Standing up to empire

In his must-read history of the US role in the Korean War and the subsequent neo-colonial control over South Korea titled Reflections on the Roots of US Involvement in Korea (Levellers Press, 2013), Chang writes:
 

Even a US general, the late Richard G. Stilwell, commented that the degree of operational control enjoyed since July 1950 by the United States in Korea is “the most remarkable concession of sovereignty in the entire world.”
 

Chang says that last year’s impeachment of conservative Korean President Park Geun-hye, the daughter of former South Korean dictator Park Chung-hee, in the face of massive protests known as the “candle movement” against her corruption and links to the giant South Korean chaebol industrial conglomerates, and the subsequent election of the liberal Moon, an advocate of rapprochement with the north and of a more independent relationship with the United States, has “fundamentally changed the character of political dynamics in South Korea for years to come.”
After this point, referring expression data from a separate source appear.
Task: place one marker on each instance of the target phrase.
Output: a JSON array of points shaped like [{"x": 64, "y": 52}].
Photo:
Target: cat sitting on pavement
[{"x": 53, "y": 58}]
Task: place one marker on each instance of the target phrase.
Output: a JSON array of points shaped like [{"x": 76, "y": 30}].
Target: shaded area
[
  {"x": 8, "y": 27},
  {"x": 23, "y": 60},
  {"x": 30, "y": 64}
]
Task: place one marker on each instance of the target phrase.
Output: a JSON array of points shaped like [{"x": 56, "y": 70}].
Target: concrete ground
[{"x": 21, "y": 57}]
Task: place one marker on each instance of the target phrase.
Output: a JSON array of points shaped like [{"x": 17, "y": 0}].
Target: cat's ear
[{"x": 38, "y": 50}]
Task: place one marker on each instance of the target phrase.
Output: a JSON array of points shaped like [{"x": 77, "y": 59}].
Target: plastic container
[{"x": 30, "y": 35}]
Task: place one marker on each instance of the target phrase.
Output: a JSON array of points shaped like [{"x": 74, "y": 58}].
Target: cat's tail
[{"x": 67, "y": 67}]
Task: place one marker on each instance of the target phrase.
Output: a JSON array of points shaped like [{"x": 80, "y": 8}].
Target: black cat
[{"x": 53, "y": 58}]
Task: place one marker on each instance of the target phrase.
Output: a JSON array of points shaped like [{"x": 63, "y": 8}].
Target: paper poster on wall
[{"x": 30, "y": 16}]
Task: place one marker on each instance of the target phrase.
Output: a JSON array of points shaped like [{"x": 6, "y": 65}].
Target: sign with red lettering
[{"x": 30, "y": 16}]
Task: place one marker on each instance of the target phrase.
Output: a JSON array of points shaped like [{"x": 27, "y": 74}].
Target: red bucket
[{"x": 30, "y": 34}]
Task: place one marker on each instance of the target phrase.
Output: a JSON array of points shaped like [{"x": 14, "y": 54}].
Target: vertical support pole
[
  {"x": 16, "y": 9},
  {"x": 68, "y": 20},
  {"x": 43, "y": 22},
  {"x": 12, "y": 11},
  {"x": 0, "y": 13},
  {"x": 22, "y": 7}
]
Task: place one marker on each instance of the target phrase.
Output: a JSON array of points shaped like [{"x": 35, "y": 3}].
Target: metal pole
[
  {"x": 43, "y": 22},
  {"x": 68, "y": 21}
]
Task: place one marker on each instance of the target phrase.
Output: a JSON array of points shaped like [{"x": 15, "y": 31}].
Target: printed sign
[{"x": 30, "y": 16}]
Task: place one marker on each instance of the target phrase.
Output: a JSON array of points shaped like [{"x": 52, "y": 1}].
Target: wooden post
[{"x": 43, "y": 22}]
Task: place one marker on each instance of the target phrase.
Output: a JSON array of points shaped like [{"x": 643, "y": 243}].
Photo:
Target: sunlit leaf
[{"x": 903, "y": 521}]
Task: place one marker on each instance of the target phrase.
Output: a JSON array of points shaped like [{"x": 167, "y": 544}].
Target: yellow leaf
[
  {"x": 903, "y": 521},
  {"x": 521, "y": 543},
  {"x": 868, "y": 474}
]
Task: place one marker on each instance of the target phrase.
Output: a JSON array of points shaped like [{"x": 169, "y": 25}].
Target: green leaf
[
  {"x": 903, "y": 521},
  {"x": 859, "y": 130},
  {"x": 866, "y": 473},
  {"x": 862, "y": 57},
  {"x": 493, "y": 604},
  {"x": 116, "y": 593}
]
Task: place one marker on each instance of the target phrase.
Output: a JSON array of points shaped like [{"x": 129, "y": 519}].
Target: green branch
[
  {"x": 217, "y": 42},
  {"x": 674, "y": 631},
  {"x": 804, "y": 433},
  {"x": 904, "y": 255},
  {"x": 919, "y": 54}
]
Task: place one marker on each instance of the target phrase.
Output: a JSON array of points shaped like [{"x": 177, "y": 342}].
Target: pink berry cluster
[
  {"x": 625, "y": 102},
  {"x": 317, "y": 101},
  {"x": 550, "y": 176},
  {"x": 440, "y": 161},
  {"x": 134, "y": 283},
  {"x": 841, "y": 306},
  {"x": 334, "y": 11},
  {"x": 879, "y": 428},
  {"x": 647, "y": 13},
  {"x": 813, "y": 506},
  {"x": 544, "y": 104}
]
Understandably, the US, which is used to running the show in South Korea, is not amused. Ignoring the opening between north and south, the US recently convened a meeting of allies in Vancouver, Canada called a “North Korea summit.” Invited were representatives of all 15 of the nations — including France, the UK and South Africa — that had joined with the US in the “UN” military action against North Korea and its allies, China and USSR in the Korean War. Pointedly not invited to the meeting were China and Russia, two nations that would obviously have to play key roles in any peaceful settlement of the current Korean crisis. Both those countries blasted the conference as a sham.
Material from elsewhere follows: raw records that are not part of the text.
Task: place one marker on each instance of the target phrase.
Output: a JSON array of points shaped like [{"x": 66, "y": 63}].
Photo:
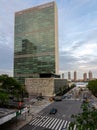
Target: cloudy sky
[{"x": 77, "y": 34}]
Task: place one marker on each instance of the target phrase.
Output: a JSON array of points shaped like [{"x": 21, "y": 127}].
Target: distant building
[
  {"x": 62, "y": 75},
  {"x": 69, "y": 76},
  {"x": 90, "y": 75},
  {"x": 85, "y": 76},
  {"x": 36, "y": 42},
  {"x": 75, "y": 75}
]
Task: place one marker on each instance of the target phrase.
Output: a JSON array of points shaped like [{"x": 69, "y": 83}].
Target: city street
[{"x": 43, "y": 120}]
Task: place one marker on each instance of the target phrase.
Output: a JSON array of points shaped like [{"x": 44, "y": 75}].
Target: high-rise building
[
  {"x": 36, "y": 42},
  {"x": 69, "y": 76},
  {"x": 85, "y": 76},
  {"x": 90, "y": 75},
  {"x": 75, "y": 75}
]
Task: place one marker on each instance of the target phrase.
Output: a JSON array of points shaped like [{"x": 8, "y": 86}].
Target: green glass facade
[{"x": 35, "y": 42}]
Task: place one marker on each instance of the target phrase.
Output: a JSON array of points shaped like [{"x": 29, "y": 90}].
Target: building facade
[
  {"x": 69, "y": 76},
  {"x": 90, "y": 75},
  {"x": 36, "y": 42},
  {"x": 45, "y": 86},
  {"x": 75, "y": 75},
  {"x": 85, "y": 76}
]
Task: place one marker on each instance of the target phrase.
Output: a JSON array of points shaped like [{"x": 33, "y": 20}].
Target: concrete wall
[
  {"x": 35, "y": 86},
  {"x": 59, "y": 85},
  {"x": 44, "y": 86}
]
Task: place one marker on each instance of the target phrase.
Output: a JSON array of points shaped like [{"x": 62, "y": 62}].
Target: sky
[{"x": 77, "y": 34}]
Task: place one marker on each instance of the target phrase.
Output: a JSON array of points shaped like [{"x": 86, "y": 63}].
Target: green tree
[
  {"x": 10, "y": 87},
  {"x": 92, "y": 86},
  {"x": 87, "y": 120}
]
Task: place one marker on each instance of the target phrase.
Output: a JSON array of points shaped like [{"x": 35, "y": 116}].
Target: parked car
[
  {"x": 53, "y": 111},
  {"x": 58, "y": 98}
]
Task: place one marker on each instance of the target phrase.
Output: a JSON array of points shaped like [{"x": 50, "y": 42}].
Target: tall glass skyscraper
[{"x": 36, "y": 42}]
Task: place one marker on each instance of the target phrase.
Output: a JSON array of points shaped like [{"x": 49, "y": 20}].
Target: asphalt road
[{"x": 44, "y": 121}]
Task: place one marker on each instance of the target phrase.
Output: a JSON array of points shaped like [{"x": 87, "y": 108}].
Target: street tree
[{"x": 87, "y": 120}]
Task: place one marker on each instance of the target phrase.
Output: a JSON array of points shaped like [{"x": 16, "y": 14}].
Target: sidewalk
[{"x": 34, "y": 109}]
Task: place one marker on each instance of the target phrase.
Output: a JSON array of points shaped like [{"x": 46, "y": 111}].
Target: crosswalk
[{"x": 51, "y": 123}]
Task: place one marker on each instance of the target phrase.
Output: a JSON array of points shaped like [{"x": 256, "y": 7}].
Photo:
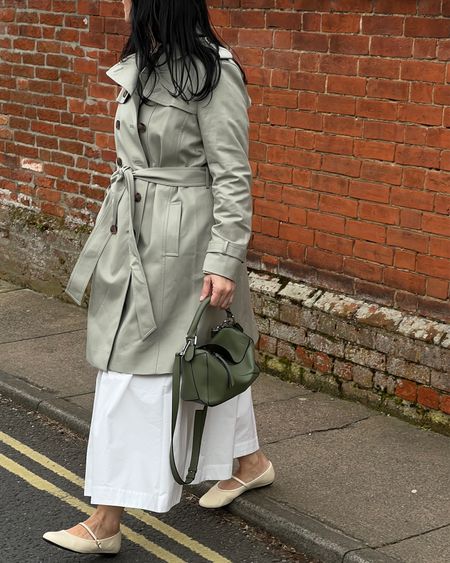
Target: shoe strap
[
  {"x": 239, "y": 481},
  {"x": 97, "y": 541}
]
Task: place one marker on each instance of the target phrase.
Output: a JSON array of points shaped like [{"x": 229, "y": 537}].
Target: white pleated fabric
[{"x": 127, "y": 458}]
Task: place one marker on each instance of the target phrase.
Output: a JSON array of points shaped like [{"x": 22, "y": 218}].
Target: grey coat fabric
[{"x": 178, "y": 205}]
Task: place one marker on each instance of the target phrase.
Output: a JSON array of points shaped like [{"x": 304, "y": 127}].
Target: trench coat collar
[{"x": 126, "y": 73}]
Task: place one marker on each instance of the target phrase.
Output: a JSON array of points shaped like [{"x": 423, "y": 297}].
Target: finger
[{"x": 206, "y": 289}]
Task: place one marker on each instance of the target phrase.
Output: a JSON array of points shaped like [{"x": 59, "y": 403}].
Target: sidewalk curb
[{"x": 306, "y": 534}]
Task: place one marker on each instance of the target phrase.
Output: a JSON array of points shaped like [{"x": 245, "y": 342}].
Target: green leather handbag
[{"x": 210, "y": 375}]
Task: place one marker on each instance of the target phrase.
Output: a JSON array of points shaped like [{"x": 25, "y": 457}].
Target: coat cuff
[{"x": 222, "y": 265}]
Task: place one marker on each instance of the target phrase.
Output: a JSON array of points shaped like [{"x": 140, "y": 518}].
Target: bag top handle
[
  {"x": 192, "y": 331},
  {"x": 198, "y": 314}
]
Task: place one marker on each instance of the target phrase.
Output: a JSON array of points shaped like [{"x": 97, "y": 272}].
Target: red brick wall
[{"x": 350, "y": 140}]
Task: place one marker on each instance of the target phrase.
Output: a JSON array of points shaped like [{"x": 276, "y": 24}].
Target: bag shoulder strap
[{"x": 199, "y": 423}]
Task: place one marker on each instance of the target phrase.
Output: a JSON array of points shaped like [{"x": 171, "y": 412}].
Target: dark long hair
[{"x": 166, "y": 29}]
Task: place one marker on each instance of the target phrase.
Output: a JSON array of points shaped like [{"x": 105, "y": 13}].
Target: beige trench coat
[{"x": 178, "y": 205}]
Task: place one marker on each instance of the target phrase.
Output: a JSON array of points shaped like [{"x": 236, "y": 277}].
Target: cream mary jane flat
[
  {"x": 66, "y": 540},
  {"x": 217, "y": 497}
]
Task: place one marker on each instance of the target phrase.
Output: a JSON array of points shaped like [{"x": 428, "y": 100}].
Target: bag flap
[{"x": 234, "y": 341}]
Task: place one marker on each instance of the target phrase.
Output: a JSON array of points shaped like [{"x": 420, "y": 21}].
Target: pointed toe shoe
[{"x": 217, "y": 497}]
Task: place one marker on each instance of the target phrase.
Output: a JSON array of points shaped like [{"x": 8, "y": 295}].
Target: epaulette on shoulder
[{"x": 225, "y": 53}]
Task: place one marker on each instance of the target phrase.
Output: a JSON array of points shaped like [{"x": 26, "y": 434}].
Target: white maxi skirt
[{"x": 127, "y": 457}]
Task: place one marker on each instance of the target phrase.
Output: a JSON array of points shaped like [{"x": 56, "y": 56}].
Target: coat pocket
[{"x": 172, "y": 231}]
The last thing the US government wants is the eventual unification of the two Koreas, which would inevitably wind up being a neutral nation under the influence of its two largest neighbors, China and Russia. As Chang notes, an end to the Korean War and the possibility of further hostilities on the Korean peninsula would be a huge blow to the US arms industry. South Korea buys billions of dollars worth of US arms every year, and also serves as a base for US troops and naval vessels, and now also for anti-missile systems that can target both China and Russia. All of this would be lost in the event of Korean unification, or even of an end to hostilities between North and South.